The only exceptions will be as governed by the Fourth Amendment of this Constitution.
I hear ya'. Frequently the issue non-lawyers run into when addressing public policy or legislation is that we tend to try to structure the language of the objective sought either too broadly or too narrowly. Laws are viewed in both senses but not at the same time.
For example law prohibiting unreasonable search-and-seizure are interpreted narrowly to include possessions in a vehicle - but then law enforcement considers "large amounts of cash" as "possible contraband". Therefore using the broad interpretation of commerce law, they could then seize privately held cash when being transported because the reason for the possession of the cash was suspect and subject to prohibition of transporting contraband across state lines.
One narrow Constitutional provision entitles us to be free from search and seizure but in the above case, the broader interpretation of the greater common good contained in Commerce Law supersedes the right to freedom from search and seizure. The ruling turned on the term "reasonable".
Law enforcement requires certain levity to search and seize things and to intrude on privacy for the "greater common good". The entire scope of that Constitutional entitlement forms the demarcation for any legislation or amendment to the Constitution.
If it's too broad or too narrow to be implemented without conflicting with some other stipulated feature of the Constitution, local, state or federal law, courts will strike it down.

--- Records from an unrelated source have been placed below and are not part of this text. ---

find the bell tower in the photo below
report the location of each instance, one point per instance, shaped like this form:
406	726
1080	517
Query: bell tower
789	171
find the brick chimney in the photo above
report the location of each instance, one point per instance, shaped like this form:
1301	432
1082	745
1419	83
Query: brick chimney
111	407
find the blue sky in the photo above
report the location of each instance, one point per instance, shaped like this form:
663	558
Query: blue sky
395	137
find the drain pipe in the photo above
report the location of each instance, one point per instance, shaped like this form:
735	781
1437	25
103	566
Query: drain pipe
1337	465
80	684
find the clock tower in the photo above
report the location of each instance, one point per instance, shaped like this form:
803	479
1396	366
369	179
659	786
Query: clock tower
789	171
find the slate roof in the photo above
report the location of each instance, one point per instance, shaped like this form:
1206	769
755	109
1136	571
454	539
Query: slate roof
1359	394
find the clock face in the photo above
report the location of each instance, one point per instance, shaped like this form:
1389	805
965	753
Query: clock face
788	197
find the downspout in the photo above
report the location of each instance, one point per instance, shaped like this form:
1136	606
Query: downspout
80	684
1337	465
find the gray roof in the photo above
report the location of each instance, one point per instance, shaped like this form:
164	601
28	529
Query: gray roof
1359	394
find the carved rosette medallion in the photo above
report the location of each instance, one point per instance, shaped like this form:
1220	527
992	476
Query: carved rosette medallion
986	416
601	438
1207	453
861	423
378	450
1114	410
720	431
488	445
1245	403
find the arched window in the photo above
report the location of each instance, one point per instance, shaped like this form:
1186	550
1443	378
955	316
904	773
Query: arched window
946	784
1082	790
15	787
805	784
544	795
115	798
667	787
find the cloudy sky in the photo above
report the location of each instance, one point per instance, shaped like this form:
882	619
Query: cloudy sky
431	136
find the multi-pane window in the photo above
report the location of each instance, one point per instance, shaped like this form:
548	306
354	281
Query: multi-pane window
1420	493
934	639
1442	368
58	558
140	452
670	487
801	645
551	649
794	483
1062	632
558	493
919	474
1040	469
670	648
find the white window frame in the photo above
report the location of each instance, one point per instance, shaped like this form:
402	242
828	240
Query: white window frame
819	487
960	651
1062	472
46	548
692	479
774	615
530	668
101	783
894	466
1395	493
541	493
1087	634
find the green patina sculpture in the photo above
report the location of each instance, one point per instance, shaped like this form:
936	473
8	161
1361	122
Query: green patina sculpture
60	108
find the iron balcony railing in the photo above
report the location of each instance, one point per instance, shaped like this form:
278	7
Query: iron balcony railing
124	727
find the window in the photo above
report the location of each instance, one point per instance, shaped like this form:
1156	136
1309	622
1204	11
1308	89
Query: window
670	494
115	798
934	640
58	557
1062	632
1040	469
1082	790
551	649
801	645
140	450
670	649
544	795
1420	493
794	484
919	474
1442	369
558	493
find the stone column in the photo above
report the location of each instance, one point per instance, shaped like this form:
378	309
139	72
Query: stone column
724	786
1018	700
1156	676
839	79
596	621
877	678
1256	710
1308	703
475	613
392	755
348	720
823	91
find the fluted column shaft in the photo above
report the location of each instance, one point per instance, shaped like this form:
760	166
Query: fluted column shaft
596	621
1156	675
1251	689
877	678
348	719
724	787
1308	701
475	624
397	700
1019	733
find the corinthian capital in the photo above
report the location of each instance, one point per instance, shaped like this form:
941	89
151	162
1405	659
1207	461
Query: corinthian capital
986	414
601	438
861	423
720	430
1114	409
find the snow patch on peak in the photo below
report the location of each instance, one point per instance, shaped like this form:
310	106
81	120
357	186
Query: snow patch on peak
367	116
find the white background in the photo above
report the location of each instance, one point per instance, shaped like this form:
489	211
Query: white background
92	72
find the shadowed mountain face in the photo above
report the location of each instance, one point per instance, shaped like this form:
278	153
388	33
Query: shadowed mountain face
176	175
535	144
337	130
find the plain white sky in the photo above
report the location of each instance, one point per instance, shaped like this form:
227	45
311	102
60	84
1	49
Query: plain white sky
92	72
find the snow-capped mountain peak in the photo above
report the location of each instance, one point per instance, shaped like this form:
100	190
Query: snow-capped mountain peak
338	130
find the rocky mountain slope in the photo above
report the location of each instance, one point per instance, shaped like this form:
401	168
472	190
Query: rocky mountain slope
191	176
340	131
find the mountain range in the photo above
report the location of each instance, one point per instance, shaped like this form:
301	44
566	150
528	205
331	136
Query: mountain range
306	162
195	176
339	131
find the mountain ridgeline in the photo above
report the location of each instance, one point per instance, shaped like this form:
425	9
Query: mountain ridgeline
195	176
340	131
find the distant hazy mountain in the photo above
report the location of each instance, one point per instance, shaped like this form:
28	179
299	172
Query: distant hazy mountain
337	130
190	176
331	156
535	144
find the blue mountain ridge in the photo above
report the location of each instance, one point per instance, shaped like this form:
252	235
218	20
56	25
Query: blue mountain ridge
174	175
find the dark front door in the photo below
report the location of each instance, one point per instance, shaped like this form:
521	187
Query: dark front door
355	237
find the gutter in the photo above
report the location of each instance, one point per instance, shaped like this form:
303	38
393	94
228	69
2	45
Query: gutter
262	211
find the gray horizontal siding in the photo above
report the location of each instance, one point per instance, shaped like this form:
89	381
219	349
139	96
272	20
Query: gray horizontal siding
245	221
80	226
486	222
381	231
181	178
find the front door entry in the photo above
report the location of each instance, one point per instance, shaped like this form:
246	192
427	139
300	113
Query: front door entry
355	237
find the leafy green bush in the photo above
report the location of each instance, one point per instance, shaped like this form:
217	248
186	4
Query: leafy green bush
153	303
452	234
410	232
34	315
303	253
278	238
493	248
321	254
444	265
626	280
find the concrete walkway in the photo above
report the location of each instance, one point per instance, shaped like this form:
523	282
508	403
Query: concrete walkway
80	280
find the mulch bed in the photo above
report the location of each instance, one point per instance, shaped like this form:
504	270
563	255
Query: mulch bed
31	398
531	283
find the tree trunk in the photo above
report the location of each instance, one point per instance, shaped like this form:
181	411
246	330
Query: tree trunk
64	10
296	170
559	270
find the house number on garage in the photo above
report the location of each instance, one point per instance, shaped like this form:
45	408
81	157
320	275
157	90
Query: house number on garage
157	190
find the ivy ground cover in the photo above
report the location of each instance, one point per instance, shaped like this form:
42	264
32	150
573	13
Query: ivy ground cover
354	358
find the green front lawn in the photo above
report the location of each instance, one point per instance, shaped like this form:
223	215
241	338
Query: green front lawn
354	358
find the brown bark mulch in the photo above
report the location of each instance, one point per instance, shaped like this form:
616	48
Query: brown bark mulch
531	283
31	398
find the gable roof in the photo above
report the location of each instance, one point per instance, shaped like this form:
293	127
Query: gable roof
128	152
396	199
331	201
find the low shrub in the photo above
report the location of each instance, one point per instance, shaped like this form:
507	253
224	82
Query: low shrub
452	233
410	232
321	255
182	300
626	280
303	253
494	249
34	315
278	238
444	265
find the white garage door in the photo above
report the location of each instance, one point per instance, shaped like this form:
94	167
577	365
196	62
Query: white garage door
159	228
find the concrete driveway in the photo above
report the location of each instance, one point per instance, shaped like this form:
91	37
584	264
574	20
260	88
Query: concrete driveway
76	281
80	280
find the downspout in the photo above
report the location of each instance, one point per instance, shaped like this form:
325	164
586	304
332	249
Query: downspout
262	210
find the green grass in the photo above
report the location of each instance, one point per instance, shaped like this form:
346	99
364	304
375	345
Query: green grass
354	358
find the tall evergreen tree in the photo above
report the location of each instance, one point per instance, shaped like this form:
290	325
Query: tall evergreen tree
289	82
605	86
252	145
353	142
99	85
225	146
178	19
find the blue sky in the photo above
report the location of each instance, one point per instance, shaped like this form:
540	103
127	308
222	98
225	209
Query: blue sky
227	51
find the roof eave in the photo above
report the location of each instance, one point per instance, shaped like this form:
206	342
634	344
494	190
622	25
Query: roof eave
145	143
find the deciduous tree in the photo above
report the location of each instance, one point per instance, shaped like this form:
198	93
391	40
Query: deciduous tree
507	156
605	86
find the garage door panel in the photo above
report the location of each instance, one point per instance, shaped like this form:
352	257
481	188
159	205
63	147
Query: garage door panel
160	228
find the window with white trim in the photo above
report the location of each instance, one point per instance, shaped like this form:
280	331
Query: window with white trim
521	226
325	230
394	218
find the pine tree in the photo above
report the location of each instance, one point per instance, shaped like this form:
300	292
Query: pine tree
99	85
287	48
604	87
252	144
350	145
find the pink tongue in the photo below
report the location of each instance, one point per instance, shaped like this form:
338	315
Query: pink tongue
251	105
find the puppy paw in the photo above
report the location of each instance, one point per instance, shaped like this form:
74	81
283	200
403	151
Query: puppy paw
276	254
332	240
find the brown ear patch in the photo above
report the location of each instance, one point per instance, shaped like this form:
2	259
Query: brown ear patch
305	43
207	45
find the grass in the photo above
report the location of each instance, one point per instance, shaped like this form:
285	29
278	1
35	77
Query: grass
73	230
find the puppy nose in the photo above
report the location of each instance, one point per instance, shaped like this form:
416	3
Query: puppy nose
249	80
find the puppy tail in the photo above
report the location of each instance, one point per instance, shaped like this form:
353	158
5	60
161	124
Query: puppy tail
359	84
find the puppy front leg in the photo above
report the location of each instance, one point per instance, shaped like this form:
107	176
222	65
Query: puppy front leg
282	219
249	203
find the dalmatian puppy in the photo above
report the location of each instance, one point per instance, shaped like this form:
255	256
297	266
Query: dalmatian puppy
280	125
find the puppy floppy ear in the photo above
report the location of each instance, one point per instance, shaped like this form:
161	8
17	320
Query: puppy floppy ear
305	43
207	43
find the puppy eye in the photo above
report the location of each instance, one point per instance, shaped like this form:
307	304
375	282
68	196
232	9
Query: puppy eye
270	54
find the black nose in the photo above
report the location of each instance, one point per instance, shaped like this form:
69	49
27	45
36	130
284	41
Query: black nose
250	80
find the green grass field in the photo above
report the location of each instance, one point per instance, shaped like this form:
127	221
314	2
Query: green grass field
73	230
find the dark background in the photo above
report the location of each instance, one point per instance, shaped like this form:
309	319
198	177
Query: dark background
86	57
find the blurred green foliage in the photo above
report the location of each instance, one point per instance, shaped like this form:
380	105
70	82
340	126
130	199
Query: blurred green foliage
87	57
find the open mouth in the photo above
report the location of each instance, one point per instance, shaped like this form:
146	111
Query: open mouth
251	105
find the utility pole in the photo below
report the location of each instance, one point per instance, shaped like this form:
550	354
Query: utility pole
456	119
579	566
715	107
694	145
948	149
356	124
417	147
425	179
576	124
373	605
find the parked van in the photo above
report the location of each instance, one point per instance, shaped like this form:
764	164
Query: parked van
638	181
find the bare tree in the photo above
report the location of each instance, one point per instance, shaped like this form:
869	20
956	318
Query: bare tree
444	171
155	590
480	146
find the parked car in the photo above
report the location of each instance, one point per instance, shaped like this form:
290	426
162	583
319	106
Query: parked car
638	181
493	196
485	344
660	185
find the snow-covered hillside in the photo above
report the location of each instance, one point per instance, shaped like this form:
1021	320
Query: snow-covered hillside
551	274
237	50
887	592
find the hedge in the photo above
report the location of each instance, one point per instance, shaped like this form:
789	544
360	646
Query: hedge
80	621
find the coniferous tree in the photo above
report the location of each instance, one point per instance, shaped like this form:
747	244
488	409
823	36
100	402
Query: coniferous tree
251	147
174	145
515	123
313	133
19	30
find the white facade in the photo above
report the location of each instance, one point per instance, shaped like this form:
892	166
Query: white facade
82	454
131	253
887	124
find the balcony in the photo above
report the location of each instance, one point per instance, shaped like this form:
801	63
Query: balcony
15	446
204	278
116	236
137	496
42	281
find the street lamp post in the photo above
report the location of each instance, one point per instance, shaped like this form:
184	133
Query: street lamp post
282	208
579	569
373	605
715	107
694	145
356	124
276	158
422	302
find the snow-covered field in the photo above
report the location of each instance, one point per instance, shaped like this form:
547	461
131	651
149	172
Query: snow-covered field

'Can't permit absolute freedom from search or observation or your law enforcement forces become crippled and feckless. Go too far in the other direction and we have a police state where nobody has any privacy at all.
Because of the expansion of technology largely and increasingly laws are playing catch-up with capabilities. Too often, what is possible technologically far exceeds the scope of precedent law to define what is permissible or prohibited legally.
So in regard to public observation of private persons and vehicles. We are on the upward slope of a parabola tracing technological advances and so we live in a time like no other - where almost literally every day, we are as individuals and as a culture confronted by circumstances in which legal boundaries are not well defined about what is or is not permitted.
Hopefully future generations will live with less daily uncertainty in their lives but our fortune is to be caught like bugs in amber in a time when uncertainty is the order of the day. We must learn to accept it or be driven mad, but we certainly don't have to like it.